イスラエルとパレスチナのあいだでは、1990年代から「二国家解決」と呼ばれる方式(パレスチナの土地に「イスラエル」と「パレスチナ」という二つの国家を併存させる解決策)を目指して交渉が進められてきました。日本を含む国際社会の強い後押しもあり、イスラエル政府とパレスチナ人を代表する政治組織である、パレスチナ解放機構(PLO)の交渉が始まりました。しかし、パレスチナ問題は一向に解決されず、昨今ではむしろ取り返しのつかないような深刻な事態に陥っています。当事者や国際社会のなかに、和平を妨げる要因があったのでしょうか。
オスロ和平プロセスとは
1993年9月にイスラエル政府とPLOとのあいだで署名されたオスロ合意をきっかけに始まった和平交渉を「オスロ和平プロセス」と呼びます。1994年にはガザ地区と西岸地区の都市エリコに、イスラエルの合意のもとで初めてパレスチナ暫定自治区が設置されました。PLOの幹部が、暫定自治区の統治を担うパレスチナ暫定自治政府(PA)を立ち上げ、ここから5年間の暫定自治がスタートします。この暫定期間のあいだにパレスチナの自治区は拡大し、最終的にパレスチナ難民の帰還権やエルサレムの帰属、イスラエルが占領地に建設した入植地の処遇といった重要課題(最終的地位)について話し合われるはずでした。

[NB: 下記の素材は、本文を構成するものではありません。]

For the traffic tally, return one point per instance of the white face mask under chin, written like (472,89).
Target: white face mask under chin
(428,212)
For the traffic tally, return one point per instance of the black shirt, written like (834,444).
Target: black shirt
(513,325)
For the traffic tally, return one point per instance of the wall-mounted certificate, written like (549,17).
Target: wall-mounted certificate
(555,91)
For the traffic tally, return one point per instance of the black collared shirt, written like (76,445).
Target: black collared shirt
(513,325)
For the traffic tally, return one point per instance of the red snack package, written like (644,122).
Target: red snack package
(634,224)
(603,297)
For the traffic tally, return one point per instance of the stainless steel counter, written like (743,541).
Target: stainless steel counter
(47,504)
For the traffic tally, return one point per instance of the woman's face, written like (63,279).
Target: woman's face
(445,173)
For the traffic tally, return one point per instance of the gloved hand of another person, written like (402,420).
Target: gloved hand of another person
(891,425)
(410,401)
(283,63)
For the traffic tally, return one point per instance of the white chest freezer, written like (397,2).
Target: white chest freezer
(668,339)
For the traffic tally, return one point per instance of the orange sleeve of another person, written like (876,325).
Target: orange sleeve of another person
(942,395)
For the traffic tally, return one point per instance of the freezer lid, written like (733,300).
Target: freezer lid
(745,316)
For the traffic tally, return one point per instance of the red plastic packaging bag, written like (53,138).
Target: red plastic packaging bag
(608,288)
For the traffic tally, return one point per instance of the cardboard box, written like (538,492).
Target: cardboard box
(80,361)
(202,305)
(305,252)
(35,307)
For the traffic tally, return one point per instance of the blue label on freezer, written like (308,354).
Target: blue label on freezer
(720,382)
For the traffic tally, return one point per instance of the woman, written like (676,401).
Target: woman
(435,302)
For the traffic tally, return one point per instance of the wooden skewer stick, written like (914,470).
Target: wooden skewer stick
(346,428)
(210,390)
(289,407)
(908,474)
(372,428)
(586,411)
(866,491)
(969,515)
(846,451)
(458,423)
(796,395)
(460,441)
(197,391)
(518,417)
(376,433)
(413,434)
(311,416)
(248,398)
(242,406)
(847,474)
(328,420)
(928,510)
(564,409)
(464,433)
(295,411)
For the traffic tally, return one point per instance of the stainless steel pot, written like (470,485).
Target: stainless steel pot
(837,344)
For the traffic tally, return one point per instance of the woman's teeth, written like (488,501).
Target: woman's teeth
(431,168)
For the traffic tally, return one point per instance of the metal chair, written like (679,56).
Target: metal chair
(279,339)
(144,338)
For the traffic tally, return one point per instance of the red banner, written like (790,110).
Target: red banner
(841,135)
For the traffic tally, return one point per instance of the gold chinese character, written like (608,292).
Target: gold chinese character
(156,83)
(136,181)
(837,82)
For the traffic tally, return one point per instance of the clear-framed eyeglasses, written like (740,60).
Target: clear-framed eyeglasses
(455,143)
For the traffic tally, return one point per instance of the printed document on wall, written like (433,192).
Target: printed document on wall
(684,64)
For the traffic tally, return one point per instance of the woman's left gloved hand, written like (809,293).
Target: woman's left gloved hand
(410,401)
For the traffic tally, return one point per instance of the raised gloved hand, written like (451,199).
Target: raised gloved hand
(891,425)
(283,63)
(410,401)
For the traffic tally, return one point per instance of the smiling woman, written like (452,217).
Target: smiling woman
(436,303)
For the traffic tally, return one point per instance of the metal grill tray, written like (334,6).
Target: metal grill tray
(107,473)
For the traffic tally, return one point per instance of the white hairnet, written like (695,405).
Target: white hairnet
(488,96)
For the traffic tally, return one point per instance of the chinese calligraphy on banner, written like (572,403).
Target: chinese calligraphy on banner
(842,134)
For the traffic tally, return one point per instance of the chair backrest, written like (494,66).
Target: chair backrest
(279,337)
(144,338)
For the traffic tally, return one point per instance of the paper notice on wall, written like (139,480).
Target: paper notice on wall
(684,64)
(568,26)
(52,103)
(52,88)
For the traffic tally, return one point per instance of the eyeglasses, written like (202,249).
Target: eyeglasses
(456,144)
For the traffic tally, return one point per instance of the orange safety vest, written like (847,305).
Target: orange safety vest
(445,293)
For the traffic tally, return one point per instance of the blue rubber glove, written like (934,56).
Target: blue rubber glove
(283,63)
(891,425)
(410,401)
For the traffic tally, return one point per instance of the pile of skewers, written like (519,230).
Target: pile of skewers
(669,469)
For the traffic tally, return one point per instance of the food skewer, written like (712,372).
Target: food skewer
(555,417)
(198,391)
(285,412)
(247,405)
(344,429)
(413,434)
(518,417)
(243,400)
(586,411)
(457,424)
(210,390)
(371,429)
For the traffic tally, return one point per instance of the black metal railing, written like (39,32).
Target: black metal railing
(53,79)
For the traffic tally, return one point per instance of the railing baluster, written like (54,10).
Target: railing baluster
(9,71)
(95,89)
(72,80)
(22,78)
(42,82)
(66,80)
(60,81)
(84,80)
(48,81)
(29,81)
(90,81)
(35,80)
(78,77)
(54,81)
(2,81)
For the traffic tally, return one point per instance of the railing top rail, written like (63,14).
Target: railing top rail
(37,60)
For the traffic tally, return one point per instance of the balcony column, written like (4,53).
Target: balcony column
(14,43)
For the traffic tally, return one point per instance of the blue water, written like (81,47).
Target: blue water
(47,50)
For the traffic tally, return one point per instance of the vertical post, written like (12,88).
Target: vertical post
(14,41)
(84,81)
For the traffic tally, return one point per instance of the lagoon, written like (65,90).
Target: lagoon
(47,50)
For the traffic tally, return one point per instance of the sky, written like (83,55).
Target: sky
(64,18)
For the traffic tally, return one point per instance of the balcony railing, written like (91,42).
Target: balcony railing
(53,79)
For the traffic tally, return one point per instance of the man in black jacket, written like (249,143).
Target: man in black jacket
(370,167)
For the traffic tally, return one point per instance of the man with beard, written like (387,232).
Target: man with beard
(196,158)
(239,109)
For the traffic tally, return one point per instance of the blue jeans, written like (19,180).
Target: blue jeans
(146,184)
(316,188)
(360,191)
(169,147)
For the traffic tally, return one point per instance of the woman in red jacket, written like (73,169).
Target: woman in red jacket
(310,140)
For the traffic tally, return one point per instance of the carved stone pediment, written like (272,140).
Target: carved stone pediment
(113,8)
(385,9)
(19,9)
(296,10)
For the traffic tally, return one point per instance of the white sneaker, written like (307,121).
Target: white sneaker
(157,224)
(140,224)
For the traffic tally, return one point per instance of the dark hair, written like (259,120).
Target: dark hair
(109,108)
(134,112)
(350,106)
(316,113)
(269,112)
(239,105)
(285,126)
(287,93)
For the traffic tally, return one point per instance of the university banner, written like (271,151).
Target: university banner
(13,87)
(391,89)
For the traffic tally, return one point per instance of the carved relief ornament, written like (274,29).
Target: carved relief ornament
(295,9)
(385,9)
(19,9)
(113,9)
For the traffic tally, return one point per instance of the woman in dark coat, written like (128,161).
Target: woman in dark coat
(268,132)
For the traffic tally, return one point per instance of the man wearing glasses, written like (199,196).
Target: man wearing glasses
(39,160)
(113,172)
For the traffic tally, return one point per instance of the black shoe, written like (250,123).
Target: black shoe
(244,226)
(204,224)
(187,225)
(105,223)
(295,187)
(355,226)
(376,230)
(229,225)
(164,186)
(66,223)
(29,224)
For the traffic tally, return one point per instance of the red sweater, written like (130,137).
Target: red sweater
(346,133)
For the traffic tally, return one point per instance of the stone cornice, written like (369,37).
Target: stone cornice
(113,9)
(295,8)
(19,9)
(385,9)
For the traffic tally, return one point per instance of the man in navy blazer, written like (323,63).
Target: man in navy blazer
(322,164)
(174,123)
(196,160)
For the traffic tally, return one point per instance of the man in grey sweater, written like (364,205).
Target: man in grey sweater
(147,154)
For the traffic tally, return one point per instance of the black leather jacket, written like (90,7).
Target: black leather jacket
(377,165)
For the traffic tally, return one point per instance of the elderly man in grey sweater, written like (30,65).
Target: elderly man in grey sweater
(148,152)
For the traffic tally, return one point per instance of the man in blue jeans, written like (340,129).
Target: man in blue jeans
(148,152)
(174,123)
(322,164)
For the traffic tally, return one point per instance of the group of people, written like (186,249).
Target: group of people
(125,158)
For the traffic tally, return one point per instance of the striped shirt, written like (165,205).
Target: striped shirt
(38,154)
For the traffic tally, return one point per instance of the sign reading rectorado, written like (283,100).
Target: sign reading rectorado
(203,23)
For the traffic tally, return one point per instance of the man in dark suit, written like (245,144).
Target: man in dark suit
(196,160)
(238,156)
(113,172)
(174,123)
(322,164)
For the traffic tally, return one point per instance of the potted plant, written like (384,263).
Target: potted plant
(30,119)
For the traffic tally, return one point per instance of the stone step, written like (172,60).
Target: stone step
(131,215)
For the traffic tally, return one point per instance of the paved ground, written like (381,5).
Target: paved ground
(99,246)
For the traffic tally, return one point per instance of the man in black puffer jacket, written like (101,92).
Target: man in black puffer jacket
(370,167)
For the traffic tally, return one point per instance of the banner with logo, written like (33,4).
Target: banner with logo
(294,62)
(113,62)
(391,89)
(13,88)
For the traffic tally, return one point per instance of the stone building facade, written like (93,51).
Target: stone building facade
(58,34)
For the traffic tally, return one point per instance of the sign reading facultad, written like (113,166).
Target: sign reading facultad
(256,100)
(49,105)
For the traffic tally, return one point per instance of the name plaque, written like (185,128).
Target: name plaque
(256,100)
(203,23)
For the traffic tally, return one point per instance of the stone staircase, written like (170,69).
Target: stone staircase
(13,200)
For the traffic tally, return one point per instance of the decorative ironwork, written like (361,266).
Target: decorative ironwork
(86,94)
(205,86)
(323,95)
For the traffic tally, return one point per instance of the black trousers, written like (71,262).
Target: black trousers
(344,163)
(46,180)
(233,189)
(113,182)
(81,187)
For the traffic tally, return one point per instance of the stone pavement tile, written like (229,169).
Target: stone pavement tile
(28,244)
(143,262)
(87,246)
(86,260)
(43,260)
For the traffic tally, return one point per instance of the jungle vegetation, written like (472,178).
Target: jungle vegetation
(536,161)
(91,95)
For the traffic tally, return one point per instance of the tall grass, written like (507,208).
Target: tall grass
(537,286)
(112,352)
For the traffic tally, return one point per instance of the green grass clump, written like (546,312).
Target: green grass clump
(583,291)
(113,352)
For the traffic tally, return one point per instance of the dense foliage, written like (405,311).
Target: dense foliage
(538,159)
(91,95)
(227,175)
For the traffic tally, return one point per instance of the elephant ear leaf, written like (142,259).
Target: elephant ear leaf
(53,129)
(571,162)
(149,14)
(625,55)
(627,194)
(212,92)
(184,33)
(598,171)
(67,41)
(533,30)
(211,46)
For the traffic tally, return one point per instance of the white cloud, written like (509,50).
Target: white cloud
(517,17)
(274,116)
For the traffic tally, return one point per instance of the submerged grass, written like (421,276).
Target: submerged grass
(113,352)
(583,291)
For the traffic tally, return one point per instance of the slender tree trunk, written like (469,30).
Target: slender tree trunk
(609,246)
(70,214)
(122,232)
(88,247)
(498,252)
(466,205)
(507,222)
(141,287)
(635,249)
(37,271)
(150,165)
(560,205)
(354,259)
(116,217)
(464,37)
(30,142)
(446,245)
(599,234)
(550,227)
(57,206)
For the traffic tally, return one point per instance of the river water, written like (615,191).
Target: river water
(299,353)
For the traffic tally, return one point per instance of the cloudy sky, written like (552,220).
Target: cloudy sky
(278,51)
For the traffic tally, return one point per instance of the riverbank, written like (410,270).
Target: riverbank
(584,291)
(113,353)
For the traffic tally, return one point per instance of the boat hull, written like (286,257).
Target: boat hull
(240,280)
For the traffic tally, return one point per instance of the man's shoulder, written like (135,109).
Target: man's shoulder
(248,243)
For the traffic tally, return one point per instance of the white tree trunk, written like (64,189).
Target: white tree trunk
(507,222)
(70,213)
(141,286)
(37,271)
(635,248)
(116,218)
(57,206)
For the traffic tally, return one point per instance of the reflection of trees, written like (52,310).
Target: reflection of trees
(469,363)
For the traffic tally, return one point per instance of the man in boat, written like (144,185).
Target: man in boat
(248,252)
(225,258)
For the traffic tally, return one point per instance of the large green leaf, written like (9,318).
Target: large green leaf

1995年には「オスロII」とも呼ばれた拡大自治協定がイスラエルとPLOのあいだで交わされ、自治区は東エルサレムを除く西岸地区の大部分の都市へと拡大していきます。しかし、最終的地位に関する交渉がほとんど行われないまま、オスロ和平プロセスは徐々に停滞の時期を迎えていきます。そして、2000年9月には、本格的な武装衝突である アル=アクサー?インティファーダ(武装行動も伴ったパレスチナ人による対イスラエル抵抗運動)とイスラエル軍による暫定自治区への侵攻が始まりました。数年続いた衝突の結果、交渉は完全に暗礁に乗り上げた状態に置かれました。ジョージ?W?ブッシュ大統領、バラク?オバマ大統領といった歴代のアメリカ政権が何度か交渉の再開を強く働きかけても、交渉が実体を伴って再開されることはなかったのです。
なぜ交渉は壊れてしまったのか
この研究プロジェクトでは、オスロ和平プロセスが、極言すれば紛争の解決を実現しなかった要因を明らかにすることを目的としています。よくある説明としては、イスラエルのイツハク?ラビン首相がパレスチナ人との合意に反対するユダヤ系市民によって1995年11月に暗殺されたこと、パレスチナ社会で抵抗運動組織ハマースが台頭し、対イスラエル武装抵抗が活発になったことが交渉の停滞、または失敗の要因になったのだ、というものがあります。いわば、イスラエルとパレスチナの双方の社会のなかに問題があり、それが要因となって交渉が停滞したという説明です。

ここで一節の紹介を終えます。